Pour toute réponse, le visiteur haussa les épaules ; il remplit le verre de Riderhood, qui, l’ayant vidé, regarda alternativement sa fille et son vis-à-vis. « J’suppose, commença-t-il, qu’vous n’voulez pas dire à un honnête homme… » Il s’arrêta brusquement, son verre à la main, comme fasciné par le paletot de l’inconnu ; il se pencha au-dessus de la table, regarda la manche de ce paletot, en releva le parement pour en examiner la doublure (ce que l’étranger lui laissa faire avec le plus grand calme), et s’écria :

« V’là qu’est sûr ! J’me trompe pas, c’est ben le paletot à Radfoot.

— Oui ; celui qu’il avait la dernière fois que vous l’avez vu.

— C’est vous qui l’avez tué ; v’là qu’est sûr. »

Il ne lui en fit pas moins remplir son verre. L’inconnu haussa de nouveau les épaules, et ne témoigna pas la moindre confusion.
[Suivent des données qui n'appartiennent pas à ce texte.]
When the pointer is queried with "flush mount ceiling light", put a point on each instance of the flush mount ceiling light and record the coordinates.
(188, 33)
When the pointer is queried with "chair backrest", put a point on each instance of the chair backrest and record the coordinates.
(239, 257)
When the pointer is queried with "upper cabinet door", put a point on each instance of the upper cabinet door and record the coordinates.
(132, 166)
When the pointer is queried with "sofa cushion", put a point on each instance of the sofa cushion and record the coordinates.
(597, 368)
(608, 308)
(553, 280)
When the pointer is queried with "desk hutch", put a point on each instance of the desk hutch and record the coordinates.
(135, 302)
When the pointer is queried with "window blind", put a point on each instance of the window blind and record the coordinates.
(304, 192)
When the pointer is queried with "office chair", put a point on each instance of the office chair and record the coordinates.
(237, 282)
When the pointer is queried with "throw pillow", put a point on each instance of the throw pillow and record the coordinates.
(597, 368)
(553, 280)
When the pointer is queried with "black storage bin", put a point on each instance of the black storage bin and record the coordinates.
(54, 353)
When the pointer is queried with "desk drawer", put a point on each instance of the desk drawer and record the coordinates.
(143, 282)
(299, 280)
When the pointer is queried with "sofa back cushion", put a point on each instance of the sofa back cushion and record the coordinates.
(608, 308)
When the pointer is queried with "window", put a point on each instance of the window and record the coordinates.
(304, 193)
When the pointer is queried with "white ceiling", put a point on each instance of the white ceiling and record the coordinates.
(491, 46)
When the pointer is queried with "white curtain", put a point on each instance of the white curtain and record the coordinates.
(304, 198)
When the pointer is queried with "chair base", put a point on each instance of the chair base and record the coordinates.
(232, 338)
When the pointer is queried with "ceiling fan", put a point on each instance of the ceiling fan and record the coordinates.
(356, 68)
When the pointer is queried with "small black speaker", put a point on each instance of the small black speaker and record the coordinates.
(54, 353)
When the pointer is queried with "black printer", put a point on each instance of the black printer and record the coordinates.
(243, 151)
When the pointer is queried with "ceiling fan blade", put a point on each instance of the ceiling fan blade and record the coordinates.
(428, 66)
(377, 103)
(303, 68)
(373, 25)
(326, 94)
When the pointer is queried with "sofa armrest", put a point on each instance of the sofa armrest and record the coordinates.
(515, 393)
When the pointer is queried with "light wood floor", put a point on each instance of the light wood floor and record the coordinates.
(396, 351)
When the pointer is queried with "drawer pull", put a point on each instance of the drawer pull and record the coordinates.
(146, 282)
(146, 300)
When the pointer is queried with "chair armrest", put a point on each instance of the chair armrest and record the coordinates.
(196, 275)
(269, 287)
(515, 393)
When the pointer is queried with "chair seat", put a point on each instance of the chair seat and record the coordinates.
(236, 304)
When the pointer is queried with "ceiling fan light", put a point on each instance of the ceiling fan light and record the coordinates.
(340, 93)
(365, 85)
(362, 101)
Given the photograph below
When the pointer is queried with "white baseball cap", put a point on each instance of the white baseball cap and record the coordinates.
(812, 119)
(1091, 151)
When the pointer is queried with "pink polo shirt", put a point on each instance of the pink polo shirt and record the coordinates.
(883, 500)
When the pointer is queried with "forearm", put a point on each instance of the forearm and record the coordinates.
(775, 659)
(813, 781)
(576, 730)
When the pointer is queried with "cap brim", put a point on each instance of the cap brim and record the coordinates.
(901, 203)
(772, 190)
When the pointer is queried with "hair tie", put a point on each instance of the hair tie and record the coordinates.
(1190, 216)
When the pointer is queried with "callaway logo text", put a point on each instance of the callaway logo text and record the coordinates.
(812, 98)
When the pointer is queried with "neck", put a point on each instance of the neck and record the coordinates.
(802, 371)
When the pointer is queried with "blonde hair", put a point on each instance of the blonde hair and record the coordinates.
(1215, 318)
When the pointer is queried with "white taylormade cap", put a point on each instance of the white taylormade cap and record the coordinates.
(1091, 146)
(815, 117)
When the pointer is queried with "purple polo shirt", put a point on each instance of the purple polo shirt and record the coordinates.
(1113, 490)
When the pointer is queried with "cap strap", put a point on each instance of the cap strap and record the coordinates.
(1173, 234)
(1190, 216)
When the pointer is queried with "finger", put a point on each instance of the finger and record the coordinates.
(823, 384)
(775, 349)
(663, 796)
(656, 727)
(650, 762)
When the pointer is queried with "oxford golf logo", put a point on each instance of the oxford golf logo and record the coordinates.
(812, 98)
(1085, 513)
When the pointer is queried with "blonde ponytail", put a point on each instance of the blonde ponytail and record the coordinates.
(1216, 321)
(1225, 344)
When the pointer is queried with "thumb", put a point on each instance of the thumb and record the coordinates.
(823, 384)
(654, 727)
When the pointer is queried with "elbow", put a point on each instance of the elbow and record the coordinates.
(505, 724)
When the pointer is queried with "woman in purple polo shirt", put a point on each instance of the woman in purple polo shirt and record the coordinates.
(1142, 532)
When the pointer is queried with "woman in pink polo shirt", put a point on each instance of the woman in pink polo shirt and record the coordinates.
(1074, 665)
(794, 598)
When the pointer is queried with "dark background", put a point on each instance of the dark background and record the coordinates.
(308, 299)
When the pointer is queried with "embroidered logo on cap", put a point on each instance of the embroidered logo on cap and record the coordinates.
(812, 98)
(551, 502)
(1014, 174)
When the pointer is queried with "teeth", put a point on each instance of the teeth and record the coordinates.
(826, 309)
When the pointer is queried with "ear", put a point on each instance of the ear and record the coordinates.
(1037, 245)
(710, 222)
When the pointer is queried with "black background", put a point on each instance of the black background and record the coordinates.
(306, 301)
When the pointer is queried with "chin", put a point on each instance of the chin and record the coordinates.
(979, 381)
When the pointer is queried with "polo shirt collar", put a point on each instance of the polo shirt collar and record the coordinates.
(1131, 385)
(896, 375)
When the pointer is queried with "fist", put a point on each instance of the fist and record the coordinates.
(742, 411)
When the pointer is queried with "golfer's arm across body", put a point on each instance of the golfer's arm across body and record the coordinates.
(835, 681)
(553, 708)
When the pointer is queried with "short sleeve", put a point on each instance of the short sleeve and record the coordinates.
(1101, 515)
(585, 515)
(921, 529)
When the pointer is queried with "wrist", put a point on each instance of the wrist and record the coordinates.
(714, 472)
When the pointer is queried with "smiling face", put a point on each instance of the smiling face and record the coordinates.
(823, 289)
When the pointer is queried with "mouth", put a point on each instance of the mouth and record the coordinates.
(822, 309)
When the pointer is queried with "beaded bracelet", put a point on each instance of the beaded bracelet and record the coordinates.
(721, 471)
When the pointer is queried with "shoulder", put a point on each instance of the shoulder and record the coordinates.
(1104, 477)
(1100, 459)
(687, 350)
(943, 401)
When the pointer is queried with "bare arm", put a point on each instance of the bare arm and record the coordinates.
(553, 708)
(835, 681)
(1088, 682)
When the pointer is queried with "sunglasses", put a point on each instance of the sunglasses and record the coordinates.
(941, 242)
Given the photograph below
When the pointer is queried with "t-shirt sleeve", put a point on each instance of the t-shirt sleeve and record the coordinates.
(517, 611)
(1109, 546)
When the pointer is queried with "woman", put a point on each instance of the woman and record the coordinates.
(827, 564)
« J’veux êt’pendu si j’comprends ce garçon-là, dit Riderhood, après s’être jeté son vin dans le gosier. Expliquez-vous un peu, dites-nous quéque chose de clair.

— Je veux bien, » répondit l’autre en se penchant à son tour au-dessus de la table ; et il ajouta d’une voix grave et pénétrante : « Vous êtes un affreux menteur. »

Riderhood se leva et fit semblant de vouloir jeter son verre à la face de l’étranger ; celui-ci, toujours impassible, se contenta d’agiter l’index de l’air d’un homme qui en sait plus long qu’on ne le suppose ; ce que voyant, l’honnête témoin se ravisa, reprit sa place et posa son verre sur la table.

« Quand vous êtes allé au Temple, chez cet homme de loi, débiter le conte que vous aviez forgé, dit l’inconnu d’un ton en quelque sorte confidentiel et d’un calme exaspérant, il est possible que vous ayez fortement soupçonné l’un de vos amis ; je pense même que vous avez dû le faire.